The idea of simplifying the contract is not limited solely to distributed datastores. Even traditional databases, residing on a single machine, have large operational overheads (with one piece of research suggesting less than 10% of instructions contribute to “useful” work).
If there is a point it is this: as you increase the level of distribution (needed to process large data sets) the practicality of implementing ACID starts to spiral out of control.
However the risks of dropping ACID, in particular embracing eventual consistency, should not be taken lightly. Drop ACID because you have to, not because you think DBAs are yesteryear weirdos that wear sandals and attach their blackberries to their belts 😉
The Three Directions of Database Progression
The are essentially three mechanisms for providing better performance over the ‘traditional’ database architecture (and I’ve tacked a fourth on the end – you’ll see why later):
- Shared disk: Several machines share a single shared disk array. Popular for mid-range data sets; but problem of disk/lock contention. Oracle RAC is a good example but there are many more in the enterprise space.
- Shared nothing – characterised by partitioning the data across different machines so that each node has complete autonomy over the data it holds; more scalable; popular for high-end data sets. Big Data era has provided a need for this architecture. But limited by performance of joins across different nodes.
- In-memory database – everything in a single address space. Query planning less important as the penalty of getting it wrong is not as crippling as in disk-based systems. The speed improvement comes from memory being at least 100 times faster than disk, as well as it being far better suited to random access c.f. TPC-H benchmark results [1]. The problem is that the address spaces is relatively small and of a fixed size (but rapidly growing over recent years from GBs to TBs). Also, there is the Durability issue of main-memory databases.
- A solution to the two problems with in-memory is to add distribution. Distributed, in-memory, shared-nothing architectures solve both the ‘one more bit’ problem as well as enabling durability. Fixed data space being solved by simply adding more machines, and durability by keeping backups elsewhere in the cluster. The downside however is that we have lost the single address space and all the advantages that go with it.
ODC – RBS’s In-Memory Datastore
(A better textual version can be found at [2] and a video covering this can be found at [3])
ODC is RBS’s in-memory data-storage solution, built on Oracle Coherence. ODC occupies an interesting position on the performance trade-off curve: Being in-memory makes it very low latency whilst being distributed, shared-nothing allows it to be high throughput. The downside is the cost of all the RAM storage.
ODC uses an interesting approach to a problem that plagues all shared-nothing data stores: the distributed join problem. This occurs when data that lives on different nodes must be joined together across the network – with the network “hops” associated with transferring the intermediary results degrading its performance.
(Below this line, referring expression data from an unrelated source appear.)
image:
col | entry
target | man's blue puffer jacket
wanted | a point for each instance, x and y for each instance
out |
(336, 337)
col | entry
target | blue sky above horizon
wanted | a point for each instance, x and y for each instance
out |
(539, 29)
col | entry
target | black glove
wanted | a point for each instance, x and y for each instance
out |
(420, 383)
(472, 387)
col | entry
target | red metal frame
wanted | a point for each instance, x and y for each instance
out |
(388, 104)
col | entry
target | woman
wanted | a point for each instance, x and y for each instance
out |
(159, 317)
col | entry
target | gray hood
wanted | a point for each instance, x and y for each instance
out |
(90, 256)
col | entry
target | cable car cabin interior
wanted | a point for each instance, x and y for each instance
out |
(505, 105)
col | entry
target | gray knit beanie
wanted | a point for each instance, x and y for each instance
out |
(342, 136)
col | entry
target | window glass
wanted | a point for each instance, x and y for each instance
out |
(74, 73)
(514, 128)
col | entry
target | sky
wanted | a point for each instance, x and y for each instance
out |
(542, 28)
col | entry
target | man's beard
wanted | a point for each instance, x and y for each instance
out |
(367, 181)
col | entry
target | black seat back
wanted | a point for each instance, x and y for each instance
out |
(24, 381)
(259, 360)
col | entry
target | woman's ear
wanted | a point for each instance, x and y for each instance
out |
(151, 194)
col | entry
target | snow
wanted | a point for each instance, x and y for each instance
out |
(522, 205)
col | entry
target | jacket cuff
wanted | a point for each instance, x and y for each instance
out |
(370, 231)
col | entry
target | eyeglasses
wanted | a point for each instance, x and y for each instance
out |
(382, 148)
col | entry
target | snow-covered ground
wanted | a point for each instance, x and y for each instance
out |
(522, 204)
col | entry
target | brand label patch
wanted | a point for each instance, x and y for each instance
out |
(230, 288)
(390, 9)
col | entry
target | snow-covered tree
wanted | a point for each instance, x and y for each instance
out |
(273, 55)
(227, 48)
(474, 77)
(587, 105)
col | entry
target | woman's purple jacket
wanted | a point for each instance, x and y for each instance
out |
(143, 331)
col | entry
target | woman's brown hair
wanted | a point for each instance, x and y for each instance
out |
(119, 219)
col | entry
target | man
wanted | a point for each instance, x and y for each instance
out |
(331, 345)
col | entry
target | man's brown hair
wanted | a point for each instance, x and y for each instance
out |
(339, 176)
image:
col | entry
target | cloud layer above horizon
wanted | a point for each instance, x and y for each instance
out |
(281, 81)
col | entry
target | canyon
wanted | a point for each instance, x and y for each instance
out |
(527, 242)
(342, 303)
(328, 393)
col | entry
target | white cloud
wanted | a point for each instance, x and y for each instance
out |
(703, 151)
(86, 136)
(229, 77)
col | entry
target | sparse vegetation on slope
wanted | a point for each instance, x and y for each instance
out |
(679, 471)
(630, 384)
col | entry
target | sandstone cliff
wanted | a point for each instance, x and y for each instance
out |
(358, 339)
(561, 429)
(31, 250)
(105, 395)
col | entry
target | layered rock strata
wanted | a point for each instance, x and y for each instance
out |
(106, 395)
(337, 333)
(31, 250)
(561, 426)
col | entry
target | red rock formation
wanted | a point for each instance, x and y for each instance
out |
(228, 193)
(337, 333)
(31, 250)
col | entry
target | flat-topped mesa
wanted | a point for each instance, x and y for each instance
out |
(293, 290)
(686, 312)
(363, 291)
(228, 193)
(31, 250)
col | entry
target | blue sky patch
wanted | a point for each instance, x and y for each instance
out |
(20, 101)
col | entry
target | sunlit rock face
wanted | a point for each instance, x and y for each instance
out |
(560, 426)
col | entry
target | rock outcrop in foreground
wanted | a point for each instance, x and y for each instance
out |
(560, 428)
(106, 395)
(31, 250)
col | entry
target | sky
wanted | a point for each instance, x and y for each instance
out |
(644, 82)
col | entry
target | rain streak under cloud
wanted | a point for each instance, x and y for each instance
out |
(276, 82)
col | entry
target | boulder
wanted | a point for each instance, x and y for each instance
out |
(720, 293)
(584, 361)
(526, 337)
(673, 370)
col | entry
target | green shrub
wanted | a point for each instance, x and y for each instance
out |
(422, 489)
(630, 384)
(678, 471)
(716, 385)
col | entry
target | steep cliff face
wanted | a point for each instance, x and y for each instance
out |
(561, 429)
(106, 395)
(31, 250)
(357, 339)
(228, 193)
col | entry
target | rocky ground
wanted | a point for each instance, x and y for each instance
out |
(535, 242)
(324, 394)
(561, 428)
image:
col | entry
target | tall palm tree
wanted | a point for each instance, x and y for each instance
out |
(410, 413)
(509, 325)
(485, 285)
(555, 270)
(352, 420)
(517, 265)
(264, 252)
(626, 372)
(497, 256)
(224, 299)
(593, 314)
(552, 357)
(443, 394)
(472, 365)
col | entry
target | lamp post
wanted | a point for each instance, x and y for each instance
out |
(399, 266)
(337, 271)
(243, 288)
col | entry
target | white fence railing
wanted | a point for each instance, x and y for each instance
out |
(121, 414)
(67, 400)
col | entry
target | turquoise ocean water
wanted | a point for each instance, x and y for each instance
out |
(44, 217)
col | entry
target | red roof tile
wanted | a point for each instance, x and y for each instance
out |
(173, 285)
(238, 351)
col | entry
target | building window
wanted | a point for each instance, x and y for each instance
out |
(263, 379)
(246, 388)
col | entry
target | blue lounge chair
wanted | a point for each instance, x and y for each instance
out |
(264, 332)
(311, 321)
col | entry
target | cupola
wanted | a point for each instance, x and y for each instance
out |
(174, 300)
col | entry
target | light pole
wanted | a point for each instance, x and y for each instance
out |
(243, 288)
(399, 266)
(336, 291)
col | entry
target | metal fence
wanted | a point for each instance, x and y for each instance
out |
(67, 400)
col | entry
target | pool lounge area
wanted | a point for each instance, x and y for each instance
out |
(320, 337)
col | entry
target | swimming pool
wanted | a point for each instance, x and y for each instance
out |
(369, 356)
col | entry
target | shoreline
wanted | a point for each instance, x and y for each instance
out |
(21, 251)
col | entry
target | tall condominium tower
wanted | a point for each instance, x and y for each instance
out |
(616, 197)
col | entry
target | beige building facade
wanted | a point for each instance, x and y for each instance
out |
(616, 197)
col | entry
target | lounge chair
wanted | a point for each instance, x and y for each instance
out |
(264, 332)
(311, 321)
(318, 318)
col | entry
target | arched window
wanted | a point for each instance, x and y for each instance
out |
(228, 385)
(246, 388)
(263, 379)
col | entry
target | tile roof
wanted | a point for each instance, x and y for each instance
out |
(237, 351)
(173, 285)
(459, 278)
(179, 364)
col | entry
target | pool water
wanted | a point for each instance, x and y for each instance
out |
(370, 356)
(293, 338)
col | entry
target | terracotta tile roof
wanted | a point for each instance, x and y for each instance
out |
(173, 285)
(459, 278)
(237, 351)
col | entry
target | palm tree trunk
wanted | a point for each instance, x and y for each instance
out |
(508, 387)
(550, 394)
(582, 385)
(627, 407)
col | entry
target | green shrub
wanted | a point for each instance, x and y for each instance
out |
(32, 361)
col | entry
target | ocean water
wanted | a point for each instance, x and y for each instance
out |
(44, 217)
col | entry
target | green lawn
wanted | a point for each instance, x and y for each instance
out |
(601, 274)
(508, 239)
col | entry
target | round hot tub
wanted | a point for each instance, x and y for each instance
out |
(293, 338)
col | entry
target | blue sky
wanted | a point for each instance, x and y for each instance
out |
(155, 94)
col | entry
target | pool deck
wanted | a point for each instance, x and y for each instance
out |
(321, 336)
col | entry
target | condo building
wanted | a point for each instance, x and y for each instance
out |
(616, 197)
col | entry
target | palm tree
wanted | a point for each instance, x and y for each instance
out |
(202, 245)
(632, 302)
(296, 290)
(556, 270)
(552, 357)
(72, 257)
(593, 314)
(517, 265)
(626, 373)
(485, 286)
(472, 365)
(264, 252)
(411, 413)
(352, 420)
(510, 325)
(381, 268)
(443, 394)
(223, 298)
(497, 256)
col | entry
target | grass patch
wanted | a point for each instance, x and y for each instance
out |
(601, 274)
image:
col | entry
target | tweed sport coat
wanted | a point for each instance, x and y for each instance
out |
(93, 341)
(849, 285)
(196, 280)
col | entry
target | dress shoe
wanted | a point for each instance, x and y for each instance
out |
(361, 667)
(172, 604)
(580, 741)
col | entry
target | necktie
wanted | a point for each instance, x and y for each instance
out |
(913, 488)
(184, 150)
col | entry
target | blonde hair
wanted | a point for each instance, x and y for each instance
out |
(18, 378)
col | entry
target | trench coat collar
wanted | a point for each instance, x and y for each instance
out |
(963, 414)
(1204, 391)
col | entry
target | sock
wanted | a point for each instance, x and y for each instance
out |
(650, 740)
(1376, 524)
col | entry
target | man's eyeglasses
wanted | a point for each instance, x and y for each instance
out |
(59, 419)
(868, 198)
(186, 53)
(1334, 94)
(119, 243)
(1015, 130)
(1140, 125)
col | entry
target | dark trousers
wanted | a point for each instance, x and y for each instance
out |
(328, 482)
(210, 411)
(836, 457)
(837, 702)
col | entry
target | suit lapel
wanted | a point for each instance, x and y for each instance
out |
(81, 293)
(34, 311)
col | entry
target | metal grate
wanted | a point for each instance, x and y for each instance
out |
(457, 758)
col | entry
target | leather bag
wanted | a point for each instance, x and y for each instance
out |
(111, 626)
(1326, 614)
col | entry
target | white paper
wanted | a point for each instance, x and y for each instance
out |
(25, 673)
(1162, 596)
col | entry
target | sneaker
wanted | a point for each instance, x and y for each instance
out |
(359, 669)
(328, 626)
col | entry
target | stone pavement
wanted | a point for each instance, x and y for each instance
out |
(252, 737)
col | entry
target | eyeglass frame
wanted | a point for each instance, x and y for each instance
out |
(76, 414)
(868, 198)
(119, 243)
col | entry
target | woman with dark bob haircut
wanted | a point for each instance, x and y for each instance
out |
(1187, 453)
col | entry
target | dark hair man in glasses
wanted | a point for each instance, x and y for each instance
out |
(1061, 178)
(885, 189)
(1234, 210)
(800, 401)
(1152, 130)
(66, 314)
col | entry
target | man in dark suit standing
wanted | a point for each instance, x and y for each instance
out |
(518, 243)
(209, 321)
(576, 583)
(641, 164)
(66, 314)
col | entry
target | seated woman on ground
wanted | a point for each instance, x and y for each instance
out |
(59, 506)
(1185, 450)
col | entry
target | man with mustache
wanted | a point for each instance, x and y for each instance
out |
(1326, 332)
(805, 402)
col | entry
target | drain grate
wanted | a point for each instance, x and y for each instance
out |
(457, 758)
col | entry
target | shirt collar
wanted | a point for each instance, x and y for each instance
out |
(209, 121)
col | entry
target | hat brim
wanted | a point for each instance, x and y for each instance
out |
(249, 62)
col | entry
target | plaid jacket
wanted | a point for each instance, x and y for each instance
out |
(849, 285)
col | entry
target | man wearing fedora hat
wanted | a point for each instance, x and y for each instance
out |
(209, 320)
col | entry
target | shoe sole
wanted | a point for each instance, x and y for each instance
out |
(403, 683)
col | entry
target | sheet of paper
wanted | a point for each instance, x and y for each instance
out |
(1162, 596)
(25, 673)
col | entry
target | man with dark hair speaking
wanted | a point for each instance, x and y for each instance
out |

One approach to this distributed join problem is to denormalise so that related ‘rows’ (or object graphs in our case) are always bound together. There is no need to bind them across the network because all relations are held in one row (or object graph). This is great for reducing communication costs, but hugely increases the amount of data duplication, particularly when data is versioned. The consequence is that a lot of memory is used up (memory being something of a commodity in in-memory solutions, even today). There is an additional problem of maintaining the replicated data – more specifically the issue of needing large shared locks across the multiple replicas.
So what we really want is all the advantages of normalised data with the speed of denormalisation!
The solution to this problem has two stages:
The first is to use (or rather bastardise) a Snowflake structure (of the type typical in Data Warehouse schemas) to collocate records that have the same keys. “Fact Table” records are spread across the cluster of machines while “Dimension Table” records are replicated at all nodes. Fact tables are generally much larger than Dimension tables, which is the reason that it is reasonable to replicate them.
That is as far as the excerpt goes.